A Wine Made for the Longest Days of the Year [INFOGRAPHIC]

The ultimate beach wine was born in a mountain garden. It sounds far-fetched, contradictory even, but the Mezzacorona Delisa Pinot Grigio Rosé is that wine. It’s the ultimate transplant, fiercely fresh on account of its homeland, but practically made for an afternoon at the coast.

Perhaps that’s no surprise, given that this particular rosé hails from the famed Alto Adige region of northern Italy. These highlands are known to produce wines so bright they can light up the night sky, so floral they can hardly be contained in the glass. These qualities make for a wine that travels very well, particularly out from under a roof and into the great outdoors. The Delisa Rosé is the sort of wine that turns an outing into a vacation.

We all know the grape but perhaps not the details of this particular style. Pinot Grigio, arguably Italy’s most famous white wine, is actually made from a grape with dusty purple or pink skins. Most of us would never know as the fruit is so often immediately pressed, leaving the relatively colorless juice to ferment and go to bottle, sometimes with some aging in between. This ever-so-pink wine, however, benefits from a bit of skin contact, which adds not only a touch of color, but added aromatics and texture. Slightly delaying the grape pressing is a subtle early winemaking move that leads to those beachy flavors in the glass.

Some extra TLC in the cellar leads to a coral pink wine that stands out in front of the pack. A cool fermentation and some extended skin contact lead to a bit more structure and length on the palate, while still offering maximum refreshment — think wild mountain flowers, plump pink grapefruit practically falling from the branch, and a dynamic acidity that energizes the entire wine. Red fruit, citrus, and peach notes round out this flavorful rosé, which is blessed with a hint of brininess.

We can’t help but think that part of the wine’s attractive personality is due to the nature it was brought up in. Italy has no shortage of picturesque wine-growing regions but Alto Adige may just top the list. Here, vineyards scatter among the foothills beneath the towering Dolomites, the dramatic limestone fortresses that watch over this beautiful Alpine land. This northern pocket of the nation has long produced wines that are bracingly fresh, crisp, and blooming with energy. Tempered by a one-two punch of a high-elevation setting and cool evening temperatures, the grapes from the Dolimiti IGT retain their charming acidity levels and yield wines that are palate-awakening on their own and often even better with food.

Forget about the Pinot Grigio you thought you knew. The name is actually a reference to the grape’s characteristic “gray” skins. The Delisa takes full advantage of this pigment. When ripe, usually in early September in Alto Adige, the grape clusters are an eye-catching dusty purple or pinkish-lavender hue. That characteristic rubs off in this particular wine and it’s more interesting because of it.

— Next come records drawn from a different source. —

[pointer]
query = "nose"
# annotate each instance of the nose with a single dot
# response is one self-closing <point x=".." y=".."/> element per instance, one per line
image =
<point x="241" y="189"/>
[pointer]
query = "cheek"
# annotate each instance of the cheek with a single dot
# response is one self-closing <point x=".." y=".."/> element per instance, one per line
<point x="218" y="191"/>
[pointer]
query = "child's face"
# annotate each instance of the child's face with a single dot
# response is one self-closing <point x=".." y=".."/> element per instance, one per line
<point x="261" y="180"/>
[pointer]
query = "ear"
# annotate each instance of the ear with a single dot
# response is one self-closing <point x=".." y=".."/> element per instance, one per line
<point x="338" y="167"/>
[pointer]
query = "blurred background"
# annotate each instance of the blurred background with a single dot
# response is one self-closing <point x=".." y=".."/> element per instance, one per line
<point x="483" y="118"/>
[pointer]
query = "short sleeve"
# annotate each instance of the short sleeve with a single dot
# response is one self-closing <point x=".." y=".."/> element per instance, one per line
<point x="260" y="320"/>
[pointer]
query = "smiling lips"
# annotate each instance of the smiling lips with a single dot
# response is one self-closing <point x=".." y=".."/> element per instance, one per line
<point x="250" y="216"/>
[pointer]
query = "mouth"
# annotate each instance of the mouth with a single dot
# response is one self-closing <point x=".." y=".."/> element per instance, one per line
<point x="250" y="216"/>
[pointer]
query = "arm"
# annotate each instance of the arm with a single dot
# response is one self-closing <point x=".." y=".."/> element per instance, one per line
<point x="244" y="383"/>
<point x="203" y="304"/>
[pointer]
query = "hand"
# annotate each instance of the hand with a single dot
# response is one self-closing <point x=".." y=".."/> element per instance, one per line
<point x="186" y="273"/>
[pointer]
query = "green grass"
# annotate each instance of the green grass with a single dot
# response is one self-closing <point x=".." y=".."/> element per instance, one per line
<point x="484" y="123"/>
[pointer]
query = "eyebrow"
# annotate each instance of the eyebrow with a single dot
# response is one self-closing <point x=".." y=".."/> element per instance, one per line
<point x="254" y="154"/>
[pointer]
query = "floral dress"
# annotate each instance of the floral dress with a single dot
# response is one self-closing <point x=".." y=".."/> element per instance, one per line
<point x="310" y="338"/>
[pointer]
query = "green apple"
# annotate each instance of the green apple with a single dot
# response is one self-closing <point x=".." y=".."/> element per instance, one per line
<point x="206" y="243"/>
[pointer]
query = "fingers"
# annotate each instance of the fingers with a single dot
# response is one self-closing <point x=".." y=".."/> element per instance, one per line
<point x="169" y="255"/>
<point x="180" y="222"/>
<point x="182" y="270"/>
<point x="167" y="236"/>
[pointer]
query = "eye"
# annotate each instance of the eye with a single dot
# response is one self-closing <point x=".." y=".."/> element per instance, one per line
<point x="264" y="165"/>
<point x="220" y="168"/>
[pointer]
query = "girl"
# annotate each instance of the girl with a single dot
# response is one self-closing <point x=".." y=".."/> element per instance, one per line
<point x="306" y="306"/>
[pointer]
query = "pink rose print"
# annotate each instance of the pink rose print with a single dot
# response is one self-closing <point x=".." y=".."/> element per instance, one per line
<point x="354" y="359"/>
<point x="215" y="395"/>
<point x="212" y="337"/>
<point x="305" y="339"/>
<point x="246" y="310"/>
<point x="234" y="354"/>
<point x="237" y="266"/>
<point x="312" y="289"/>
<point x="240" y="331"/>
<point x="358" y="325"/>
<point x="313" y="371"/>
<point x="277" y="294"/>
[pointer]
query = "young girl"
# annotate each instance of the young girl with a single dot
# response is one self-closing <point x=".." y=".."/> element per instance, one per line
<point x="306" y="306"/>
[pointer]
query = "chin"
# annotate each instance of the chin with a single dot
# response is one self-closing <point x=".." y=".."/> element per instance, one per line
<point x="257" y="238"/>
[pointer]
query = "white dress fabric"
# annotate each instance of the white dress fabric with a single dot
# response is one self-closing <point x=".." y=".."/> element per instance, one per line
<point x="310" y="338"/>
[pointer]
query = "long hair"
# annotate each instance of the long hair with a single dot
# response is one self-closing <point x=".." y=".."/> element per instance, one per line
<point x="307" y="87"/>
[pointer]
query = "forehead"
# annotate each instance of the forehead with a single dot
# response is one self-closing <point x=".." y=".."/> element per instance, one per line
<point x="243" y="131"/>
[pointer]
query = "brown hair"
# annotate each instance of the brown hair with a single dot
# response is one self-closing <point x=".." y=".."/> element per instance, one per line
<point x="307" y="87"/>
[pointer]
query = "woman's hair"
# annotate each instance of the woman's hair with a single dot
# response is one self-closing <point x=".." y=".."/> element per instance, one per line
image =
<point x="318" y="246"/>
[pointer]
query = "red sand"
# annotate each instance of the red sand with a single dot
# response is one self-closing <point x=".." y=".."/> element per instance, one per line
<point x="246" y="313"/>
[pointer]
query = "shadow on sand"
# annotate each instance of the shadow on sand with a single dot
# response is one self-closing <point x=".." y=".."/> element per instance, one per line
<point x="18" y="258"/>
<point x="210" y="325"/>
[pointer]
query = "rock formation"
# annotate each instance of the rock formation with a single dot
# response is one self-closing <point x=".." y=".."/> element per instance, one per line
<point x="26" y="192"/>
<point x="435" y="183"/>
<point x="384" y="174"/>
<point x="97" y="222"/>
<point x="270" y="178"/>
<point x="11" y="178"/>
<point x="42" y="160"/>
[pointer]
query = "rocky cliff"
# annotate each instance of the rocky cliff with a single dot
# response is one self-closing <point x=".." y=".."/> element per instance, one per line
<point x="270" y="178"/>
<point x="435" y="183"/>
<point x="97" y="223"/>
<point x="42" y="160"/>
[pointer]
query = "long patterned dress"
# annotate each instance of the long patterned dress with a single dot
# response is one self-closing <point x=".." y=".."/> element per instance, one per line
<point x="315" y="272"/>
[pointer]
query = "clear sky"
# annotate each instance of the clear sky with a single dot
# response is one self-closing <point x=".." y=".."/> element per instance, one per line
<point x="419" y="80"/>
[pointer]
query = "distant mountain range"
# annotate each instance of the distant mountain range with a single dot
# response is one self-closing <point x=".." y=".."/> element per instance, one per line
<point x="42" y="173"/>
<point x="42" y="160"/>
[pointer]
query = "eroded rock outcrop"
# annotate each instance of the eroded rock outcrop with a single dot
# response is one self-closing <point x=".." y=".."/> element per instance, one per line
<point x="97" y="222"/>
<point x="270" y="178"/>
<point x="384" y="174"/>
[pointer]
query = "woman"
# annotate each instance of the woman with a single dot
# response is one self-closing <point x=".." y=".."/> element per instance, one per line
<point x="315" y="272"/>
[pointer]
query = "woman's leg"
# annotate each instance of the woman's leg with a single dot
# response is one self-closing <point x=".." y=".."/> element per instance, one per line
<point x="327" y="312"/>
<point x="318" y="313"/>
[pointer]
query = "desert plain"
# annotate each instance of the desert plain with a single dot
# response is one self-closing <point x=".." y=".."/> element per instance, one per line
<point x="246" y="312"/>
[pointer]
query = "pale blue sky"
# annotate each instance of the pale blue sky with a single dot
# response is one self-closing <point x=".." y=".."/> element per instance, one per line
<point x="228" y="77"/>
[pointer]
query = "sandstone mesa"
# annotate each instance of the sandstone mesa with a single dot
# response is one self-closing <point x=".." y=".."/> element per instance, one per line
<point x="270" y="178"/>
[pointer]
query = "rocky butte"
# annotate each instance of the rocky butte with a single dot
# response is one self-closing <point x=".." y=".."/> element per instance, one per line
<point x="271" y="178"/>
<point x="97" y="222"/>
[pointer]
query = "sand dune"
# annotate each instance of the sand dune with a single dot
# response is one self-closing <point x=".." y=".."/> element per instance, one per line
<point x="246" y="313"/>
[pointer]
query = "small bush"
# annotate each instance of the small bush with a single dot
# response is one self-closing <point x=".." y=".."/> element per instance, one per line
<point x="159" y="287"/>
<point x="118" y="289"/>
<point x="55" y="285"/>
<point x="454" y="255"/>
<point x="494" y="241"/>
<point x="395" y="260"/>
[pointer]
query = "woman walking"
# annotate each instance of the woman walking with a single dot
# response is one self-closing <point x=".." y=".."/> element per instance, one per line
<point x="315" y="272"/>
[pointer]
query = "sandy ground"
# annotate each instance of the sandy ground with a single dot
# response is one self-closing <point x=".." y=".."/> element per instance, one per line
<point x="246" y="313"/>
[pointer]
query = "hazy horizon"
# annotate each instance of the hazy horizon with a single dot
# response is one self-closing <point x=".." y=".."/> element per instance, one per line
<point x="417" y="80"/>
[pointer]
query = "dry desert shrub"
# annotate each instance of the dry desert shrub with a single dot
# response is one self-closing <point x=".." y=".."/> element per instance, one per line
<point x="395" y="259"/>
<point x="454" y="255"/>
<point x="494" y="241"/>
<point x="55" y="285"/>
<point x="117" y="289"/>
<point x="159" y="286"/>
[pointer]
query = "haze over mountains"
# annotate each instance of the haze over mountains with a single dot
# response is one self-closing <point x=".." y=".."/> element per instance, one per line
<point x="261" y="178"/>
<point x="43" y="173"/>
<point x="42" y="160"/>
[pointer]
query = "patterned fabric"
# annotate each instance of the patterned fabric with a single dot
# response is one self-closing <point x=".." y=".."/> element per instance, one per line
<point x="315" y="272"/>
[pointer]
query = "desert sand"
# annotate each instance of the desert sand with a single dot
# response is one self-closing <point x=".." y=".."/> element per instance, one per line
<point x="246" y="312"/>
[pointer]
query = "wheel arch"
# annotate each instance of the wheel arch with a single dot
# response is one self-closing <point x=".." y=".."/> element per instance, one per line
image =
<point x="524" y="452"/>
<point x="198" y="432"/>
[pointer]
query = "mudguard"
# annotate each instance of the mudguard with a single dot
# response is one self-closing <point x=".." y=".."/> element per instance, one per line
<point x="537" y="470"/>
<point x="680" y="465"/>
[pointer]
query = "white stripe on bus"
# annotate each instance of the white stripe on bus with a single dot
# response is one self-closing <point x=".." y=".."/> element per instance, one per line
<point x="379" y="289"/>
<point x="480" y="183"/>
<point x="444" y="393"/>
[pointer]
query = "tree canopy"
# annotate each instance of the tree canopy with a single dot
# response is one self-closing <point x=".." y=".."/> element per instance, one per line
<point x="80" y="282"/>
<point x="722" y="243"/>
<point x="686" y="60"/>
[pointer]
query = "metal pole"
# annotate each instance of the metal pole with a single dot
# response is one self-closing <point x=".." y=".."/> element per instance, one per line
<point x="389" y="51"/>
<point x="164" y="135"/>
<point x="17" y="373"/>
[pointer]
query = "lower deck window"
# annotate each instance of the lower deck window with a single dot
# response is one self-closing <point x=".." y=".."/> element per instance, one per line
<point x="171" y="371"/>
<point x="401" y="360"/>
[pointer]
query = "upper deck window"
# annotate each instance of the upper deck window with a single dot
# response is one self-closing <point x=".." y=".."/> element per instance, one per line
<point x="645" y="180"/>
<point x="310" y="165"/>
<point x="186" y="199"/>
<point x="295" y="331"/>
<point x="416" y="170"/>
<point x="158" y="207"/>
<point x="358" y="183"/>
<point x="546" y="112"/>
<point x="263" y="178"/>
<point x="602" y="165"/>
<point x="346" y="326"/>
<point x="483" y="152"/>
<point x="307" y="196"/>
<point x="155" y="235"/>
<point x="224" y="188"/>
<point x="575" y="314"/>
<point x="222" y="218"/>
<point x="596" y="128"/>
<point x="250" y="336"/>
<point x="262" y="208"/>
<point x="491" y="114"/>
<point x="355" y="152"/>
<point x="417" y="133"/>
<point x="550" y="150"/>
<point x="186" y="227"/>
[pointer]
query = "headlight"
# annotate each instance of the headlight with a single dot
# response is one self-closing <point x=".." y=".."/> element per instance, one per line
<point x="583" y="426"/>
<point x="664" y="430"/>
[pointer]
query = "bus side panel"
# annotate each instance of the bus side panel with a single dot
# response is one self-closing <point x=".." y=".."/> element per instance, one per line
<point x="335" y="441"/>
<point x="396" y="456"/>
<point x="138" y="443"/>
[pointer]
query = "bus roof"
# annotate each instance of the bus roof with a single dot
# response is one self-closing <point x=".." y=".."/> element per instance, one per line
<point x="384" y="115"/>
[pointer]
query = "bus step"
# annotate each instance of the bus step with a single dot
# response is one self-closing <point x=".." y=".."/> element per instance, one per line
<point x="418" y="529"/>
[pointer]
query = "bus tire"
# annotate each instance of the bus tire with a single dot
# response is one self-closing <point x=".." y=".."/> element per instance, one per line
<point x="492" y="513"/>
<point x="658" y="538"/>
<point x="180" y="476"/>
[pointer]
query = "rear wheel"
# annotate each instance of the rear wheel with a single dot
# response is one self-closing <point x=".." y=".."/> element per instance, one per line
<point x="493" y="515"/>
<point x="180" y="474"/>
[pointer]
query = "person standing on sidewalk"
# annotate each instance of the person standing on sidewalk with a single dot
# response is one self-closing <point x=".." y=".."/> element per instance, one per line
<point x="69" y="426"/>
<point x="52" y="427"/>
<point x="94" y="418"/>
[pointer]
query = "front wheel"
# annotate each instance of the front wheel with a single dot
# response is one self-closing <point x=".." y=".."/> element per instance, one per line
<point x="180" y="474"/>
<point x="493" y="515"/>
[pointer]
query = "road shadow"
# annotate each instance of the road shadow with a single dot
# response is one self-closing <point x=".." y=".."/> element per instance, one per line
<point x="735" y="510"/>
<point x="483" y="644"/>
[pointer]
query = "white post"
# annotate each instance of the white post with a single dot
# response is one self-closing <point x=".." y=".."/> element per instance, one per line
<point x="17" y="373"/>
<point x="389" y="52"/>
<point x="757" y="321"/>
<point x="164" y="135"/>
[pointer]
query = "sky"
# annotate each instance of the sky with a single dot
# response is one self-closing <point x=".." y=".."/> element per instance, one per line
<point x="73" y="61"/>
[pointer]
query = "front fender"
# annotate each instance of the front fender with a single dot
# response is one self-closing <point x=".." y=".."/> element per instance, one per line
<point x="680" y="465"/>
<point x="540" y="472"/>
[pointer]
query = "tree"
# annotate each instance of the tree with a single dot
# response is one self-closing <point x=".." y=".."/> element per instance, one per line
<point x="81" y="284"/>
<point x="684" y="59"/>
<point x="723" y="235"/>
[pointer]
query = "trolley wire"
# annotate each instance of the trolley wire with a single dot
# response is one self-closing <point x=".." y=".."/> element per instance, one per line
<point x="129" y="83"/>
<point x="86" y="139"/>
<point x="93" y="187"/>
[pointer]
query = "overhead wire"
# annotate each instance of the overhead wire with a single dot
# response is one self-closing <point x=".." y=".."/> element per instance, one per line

All these characteristics and more make Mezzacorona Delisa Pinot Grigio Rosé a go-to wine for spring and summer. The longest days of the year are for being outside, in good company and scenery. Part of that good company is a wine built for the journey, whether it’s an impromptu picnic in the sand, firing up the grill on your deck, or an evening hangout under the stars.

Even as the largest raindrops of May and June drum away on your roof, if sipping Mezzacorona Delisa Pinot Grigio Rosé, it’s easy to imagine that roof is a terra cotta one and you’re somewhere in the Mediterranean. Enjoying this wine is a way to experience a sort of spiritual vacation, wherever on the planet you actually may be.